Patients came seeking care for common and chronic medical issues, especially those pertaining to women’s health, body pain, generalized weakness, dehydration and skin conditions, as well as some periodic emergencies. Momin said the refugees’ medical conditions had stabilized by the time of their mission in February, thanks to an increase in the number of mobile clinics and hospitals serving them.

But they were also seeing mental health issues like post-traumatic stress disorder, depression and anxiety disorders. “It’s a big stigma. It was not necessarily addressed, either,” Momin said. “These people have lost their families. They’ve gone through traumatic experiences, and so that aspect was something we’d try to address, but we didn’t speak the language, so it was a little difficult for us to address those issues.”

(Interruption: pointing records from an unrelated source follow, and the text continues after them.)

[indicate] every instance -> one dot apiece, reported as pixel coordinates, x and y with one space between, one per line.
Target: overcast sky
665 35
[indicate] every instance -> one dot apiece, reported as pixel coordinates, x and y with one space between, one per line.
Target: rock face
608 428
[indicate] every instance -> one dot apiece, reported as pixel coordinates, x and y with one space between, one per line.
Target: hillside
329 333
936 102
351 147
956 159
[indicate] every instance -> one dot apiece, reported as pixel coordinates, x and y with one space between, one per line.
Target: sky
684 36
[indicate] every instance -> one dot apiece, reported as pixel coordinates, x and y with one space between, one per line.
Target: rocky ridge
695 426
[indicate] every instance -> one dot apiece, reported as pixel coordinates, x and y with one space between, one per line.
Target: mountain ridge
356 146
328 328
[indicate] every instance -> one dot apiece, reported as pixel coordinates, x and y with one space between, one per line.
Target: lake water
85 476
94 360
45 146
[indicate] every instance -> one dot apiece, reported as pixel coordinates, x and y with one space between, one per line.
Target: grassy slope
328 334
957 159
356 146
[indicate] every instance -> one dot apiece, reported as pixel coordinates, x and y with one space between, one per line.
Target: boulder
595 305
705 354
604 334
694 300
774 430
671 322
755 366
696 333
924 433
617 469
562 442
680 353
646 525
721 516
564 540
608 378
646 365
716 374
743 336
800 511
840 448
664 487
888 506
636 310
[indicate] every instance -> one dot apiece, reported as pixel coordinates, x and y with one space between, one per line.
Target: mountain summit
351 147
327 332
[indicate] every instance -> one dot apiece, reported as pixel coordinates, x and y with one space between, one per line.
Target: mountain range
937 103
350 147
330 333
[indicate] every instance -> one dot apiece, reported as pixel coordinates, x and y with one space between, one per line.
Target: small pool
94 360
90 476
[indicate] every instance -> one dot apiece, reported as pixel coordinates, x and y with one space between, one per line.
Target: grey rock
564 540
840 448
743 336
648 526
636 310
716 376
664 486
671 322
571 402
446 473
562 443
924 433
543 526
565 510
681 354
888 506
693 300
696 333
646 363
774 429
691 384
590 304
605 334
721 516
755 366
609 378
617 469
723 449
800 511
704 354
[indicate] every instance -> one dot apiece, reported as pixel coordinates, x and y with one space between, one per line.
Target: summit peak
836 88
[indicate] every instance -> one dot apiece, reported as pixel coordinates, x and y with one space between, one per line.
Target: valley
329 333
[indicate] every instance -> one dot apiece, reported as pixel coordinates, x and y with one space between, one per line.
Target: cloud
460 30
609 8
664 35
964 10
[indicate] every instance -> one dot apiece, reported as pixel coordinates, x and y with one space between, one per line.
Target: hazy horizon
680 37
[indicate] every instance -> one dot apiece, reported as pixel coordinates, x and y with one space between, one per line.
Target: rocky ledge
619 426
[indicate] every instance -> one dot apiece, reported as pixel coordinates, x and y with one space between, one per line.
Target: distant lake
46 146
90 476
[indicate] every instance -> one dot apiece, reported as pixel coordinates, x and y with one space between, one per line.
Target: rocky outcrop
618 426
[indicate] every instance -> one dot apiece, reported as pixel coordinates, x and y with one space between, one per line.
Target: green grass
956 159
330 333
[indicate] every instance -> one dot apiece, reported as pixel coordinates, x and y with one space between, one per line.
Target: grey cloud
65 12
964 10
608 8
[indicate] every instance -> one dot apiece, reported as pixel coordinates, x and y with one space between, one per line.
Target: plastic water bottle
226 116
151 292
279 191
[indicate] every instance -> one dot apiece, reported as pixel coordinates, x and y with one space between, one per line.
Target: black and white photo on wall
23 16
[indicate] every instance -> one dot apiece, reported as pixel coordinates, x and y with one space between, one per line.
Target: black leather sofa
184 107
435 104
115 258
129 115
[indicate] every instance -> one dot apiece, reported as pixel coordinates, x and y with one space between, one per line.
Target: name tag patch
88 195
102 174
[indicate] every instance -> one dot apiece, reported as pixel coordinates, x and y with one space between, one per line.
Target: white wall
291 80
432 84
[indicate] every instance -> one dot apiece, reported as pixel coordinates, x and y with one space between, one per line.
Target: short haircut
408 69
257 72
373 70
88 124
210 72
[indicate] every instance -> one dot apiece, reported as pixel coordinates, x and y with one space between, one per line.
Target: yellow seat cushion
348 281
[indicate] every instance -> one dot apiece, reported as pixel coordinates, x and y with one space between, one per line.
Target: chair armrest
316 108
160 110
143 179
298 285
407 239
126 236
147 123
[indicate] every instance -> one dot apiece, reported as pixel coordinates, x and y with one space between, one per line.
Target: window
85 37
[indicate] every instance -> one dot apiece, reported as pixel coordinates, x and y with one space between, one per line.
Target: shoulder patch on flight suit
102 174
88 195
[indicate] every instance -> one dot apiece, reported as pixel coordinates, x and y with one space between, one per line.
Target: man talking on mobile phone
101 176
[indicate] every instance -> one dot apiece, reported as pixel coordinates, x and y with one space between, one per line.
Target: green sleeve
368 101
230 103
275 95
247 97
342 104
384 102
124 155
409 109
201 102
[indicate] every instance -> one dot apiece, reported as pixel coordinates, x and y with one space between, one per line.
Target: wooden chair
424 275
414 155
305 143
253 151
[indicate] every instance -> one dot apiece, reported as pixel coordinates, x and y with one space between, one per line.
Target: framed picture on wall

Govindarajan concurred. “We still remember a lady who was literally crying in front of us, and the translator said, ‘Oh, don’t worry. She’s just mental,’” she said. “They’ve gone through a trauma, and we’re just saying, ‘Come on, just move on.’ And these are people with no identity left anymore. They’re neither considered Burmese, and they’re neither considered Bangladeshi. They don’t have a passport, and they don’t know what the future looks like.”

The doctors said they found IMANA through their own research. “We had decided we wanted to do something abroad together,” Momin said. “This was the organization that seemed to work out with our schedule, so we were like, ‘Great. Let’s do it. We’ve been wanting to go to Bangladesh for a new experience.”

“I don’t think anything prepares you for it before you actually see it,” Govindarajan said. “All you see is rows and rows of homes that are almost like shacks that have been put together, stitched together. Most of them are tents that the U.N. organizations have given them, and they’ve now been made into semi-permanent housing, just from the people’s own innovation.”

Around a million refugees live in the camp Govindarajan and Momin visited, all having fled Myanmar since 2017. “It’s pretty insane when you think about it,” Govindarajan said. Cox’s Bazar is on the Bay of Bengal, lush and green, and Bangladesh is a poor country. The Rohingya are not allowed to leave the camp and strictly policed, and the camp itself is devoid of trees, “converted into a place where these people are being settled.”

Govindarajan and Momin said a dozen people are living in each of the thatched-roofed, mud-floored shacks, which are about the size as a one-bedroom Hyde Park apartment. “The roofing is really small, so you’re bending down to get into your own home. There’s no way to stand upright,” Momin said. Nevertheless, “What they formed within each of the camps was just mind-blowing to be honest.” The refugees have built bridges, schools and clinics all from the materials international organizations have donated to them.

Momin said this has given a sense of permanency to the camp, which compounds the mental health issues. Refugee camps are not meant to be permanent, but the camp in Cox’s Bazar is still growing.

“We were happy that we were able to help for a week,” she said. “We obviously don’t feel like that is enough.”

Govindarajan remembered a translator who asked her not to forget about them. “You always wonder what you’re actually accomplishing going across the world for seven days, and you don’t speak the language — you’re using the translators. I think what they said left an indelible impression on both of our minds, because for them to say, ‘At least you took the time to come; you haven’t forgotten about us.’

“Oftentimes in all these refugee crises what we see is that there’s enough outpouring of help that comes in the first couple of months of something happening, and everyone wants to donate things,” she said. “And then suddenly it’s old news, because the news agencies don’t give it the time, or it’s not as sensational anymore.”

“We thought we were going into help, but we don’t know. It’s just a drop in a bucket, when we think about the gambit of things that we saw and where we fit in,” she said. “But then that guy at the end, who said, ‘It didn’t matter what you did. The fact that you actually came mattered.’”

This article was featured in the June 25, 2019 edition of Hyde Park Herald.